Insertion Success Rate and Vessel Damage
Current catheter designs rely on the needle acting as a “rail” for the correct placement of the catheter, which often results in the damage or perforation of the innermost layer of the vessel known as phlebitis. This damage can also lead to clot formation which may block the flow of fluid out of the catheter. When the catheter is advanced over the needle, it is led straight to, and sometimes through the vessel.
This needle advancement can also cause an infiltration, or the infusion of fluids into the surrounding tissue. If the fluid is chemically irritating it can cause harm to surrounding tissue, referred to as an extravasation. Irritants often cause pain and inflammation at the IV site and along the vein path. This issue can ultimately result in tissue sloughing, loss of mobility in the extremity, and infection.
SkyDance will address these complications with our Bevel Only Technique™.
Inefficient Fluid Delivery
Because of the over-the-needle design, traditional PIVs are forced to deposit infusions directly from their distal tip and along the sensitive inner lining of the vessel. These infusions can damage this lining and chemically cause inflammation, loss of PIV function, and ultimately PIV failure. To mitigate these complications, infusions should be directed away from the inner lining of the vessel and into its center of the vessel where comparatively faster blood flow dilutes the infusions and protects the vessel. SkyDance will address these complications with our Contoured Directional Flow™.

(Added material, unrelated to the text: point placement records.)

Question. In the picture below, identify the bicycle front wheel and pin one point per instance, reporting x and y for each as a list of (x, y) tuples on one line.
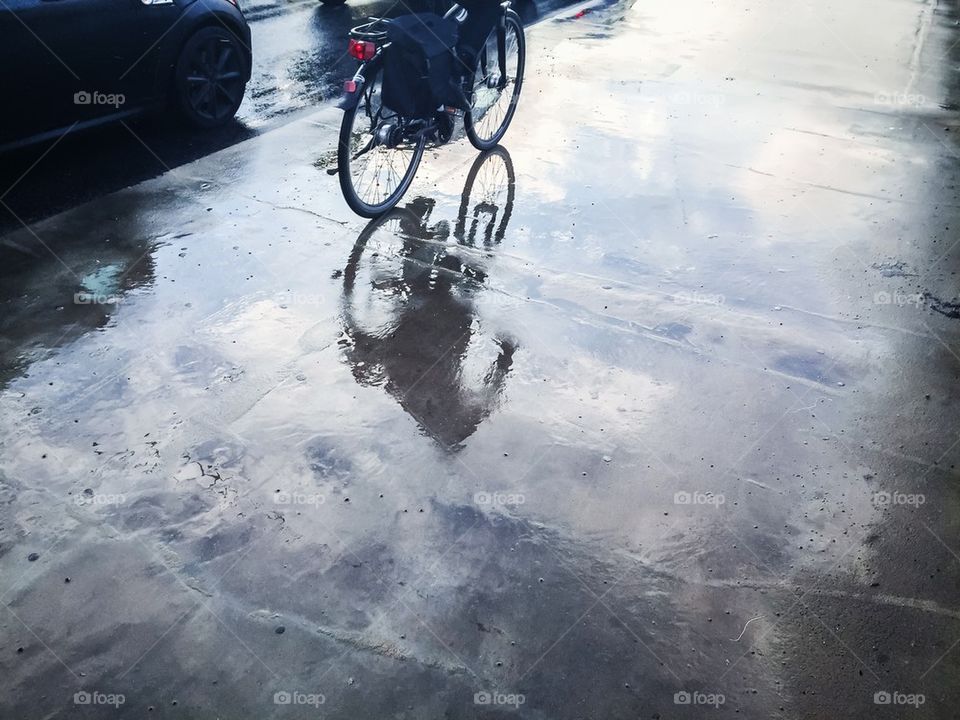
[(495, 84), (376, 157)]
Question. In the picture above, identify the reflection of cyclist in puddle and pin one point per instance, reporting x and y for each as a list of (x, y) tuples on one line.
[(408, 306)]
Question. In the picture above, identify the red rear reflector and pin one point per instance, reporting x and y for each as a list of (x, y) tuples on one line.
[(362, 49)]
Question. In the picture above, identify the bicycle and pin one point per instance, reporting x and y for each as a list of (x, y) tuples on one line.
[(380, 148)]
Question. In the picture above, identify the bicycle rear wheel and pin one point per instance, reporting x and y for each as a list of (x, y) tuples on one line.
[(494, 95), (376, 157)]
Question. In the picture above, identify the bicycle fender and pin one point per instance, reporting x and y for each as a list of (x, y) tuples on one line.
[(351, 99)]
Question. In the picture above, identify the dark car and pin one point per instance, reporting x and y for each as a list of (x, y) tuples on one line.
[(69, 64)]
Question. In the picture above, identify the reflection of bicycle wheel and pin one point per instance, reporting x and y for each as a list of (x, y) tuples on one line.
[(387, 263), (487, 200)]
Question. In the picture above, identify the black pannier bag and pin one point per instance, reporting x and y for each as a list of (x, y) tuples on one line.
[(419, 64), (481, 19)]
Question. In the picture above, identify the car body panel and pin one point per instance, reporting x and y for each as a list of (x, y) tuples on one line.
[(72, 64)]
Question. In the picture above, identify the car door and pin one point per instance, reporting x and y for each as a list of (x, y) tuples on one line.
[(90, 58), (33, 75)]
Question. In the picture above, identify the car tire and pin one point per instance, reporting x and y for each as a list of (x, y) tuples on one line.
[(210, 77)]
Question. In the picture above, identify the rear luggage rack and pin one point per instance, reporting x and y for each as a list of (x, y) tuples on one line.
[(374, 31)]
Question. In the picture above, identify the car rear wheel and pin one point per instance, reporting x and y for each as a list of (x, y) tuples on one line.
[(210, 77)]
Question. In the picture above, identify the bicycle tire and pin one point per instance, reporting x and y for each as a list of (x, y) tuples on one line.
[(512, 23), (372, 73)]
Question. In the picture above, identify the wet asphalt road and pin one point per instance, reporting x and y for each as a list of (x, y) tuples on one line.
[(652, 413)]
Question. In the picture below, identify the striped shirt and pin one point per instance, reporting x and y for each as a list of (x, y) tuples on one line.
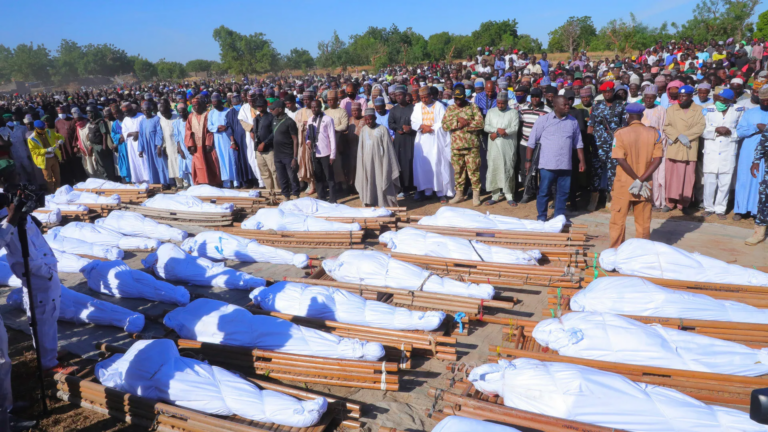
[(528, 116)]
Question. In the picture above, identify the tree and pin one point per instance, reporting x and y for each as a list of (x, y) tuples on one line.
[(30, 63), (144, 69), (245, 54), (170, 70), (299, 58), (575, 33), (762, 26)]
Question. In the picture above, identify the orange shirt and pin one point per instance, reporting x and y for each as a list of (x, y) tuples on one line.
[(639, 145)]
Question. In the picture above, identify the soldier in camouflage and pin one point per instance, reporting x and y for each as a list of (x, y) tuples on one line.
[(465, 122), (761, 219)]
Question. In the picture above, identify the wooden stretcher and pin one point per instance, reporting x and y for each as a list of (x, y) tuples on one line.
[(208, 219), (85, 391)]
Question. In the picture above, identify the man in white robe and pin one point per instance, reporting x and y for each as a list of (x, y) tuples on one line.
[(432, 169), (139, 168)]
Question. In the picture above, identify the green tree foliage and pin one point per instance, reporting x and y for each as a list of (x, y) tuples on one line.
[(144, 69), (245, 54), (299, 58), (170, 70), (577, 33), (762, 27)]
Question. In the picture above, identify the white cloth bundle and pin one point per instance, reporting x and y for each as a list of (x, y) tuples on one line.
[(155, 370), (214, 321), (173, 264), (379, 269), (104, 236), (212, 191), (134, 224), (640, 257), (602, 398), (466, 218), (313, 207), (115, 278), (615, 338), (69, 263), (67, 195), (636, 296), (186, 203), (333, 304), (51, 217), (220, 246), (278, 220), (73, 245), (82, 309), (94, 183), (418, 242)]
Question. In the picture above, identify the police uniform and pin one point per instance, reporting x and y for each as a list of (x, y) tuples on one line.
[(719, 156), (638, 145)]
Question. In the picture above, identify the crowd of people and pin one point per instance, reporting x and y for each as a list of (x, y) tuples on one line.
[(516, 126)]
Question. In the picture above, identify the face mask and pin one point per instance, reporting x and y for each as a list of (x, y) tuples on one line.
[(720, 106)]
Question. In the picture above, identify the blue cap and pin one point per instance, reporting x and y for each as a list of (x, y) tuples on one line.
[(726, 94), (635, 108)]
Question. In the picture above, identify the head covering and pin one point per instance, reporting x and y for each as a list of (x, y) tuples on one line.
[(635, 108), (651, 89)]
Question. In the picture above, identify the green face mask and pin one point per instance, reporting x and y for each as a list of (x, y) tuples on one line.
[(721, 106)]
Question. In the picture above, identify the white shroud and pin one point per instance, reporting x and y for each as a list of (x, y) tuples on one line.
[(379, 269), (155, 370), (83, 309), (640, 257), (278, 220), (214, 321), (418, 242), (134, 224), (313, 207), (173, 264), (115, 278), (333, 304), (220, 246), (635, 296), (615, 338), (602, 398)]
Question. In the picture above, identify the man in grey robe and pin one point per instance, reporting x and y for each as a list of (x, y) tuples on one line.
[(378, 172)]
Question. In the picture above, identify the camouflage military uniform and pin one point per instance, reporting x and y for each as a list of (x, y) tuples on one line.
[(601, 151), (761, 153), (465, 143)]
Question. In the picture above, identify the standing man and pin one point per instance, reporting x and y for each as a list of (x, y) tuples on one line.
[(501, 124), (400, 124), (684, 125), (721, 144), (558, 133), (464, 121), (432, 170), (286, 154), (637, 149), (377, 169)]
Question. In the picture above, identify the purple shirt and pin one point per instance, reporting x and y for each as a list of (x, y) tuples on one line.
[(558, 138)]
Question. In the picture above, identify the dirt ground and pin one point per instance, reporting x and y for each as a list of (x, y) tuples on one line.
[(406, 409)]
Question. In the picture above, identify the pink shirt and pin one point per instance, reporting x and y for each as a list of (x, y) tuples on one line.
[(326, 137)]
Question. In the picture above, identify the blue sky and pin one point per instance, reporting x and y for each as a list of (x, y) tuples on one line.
[(182, 30)]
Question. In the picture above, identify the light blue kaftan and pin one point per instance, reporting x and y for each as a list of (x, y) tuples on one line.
[(746, 185), (150, 139), (223, 144)]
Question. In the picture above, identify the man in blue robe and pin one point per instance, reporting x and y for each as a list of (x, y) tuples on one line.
[(243, 174), (123, 162), (222, 140), (751, 127), (151, 147)]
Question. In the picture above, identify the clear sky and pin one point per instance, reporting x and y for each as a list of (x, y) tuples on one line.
[(182, 30)]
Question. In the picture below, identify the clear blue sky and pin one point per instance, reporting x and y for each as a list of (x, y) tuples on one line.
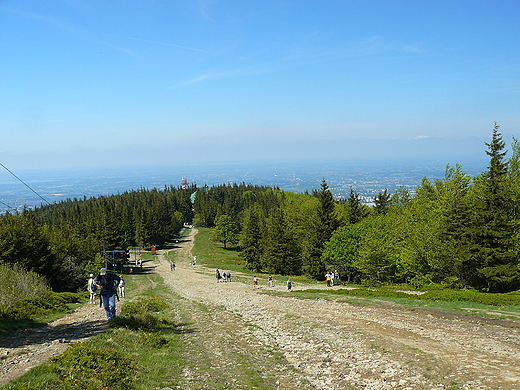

Needlestick injuries are wounds caused by needles that accidentally puncture the clinician’s skin. These injuries are a hazard for people who work with catheters and can occur at any time when healthcare workers use, disassemble, or dispose of the catheter.
A needle stick can cause serious issues to a clinician emotionally and physically by transmitting infectious diseases, especially blood-borne viruses. Concern includes the Human Immunodeficiency Virus (HIV) which leads to AIDS (Acquired Immune Deficiency Syndrome), hepatitis B, and hepatitis C. Injuries have also transmitted many other diseases involving viruses, bacteria, fungi, and other microorganisms to health care workers. SkyDance will address these complications with our Passive Needle Retraction™.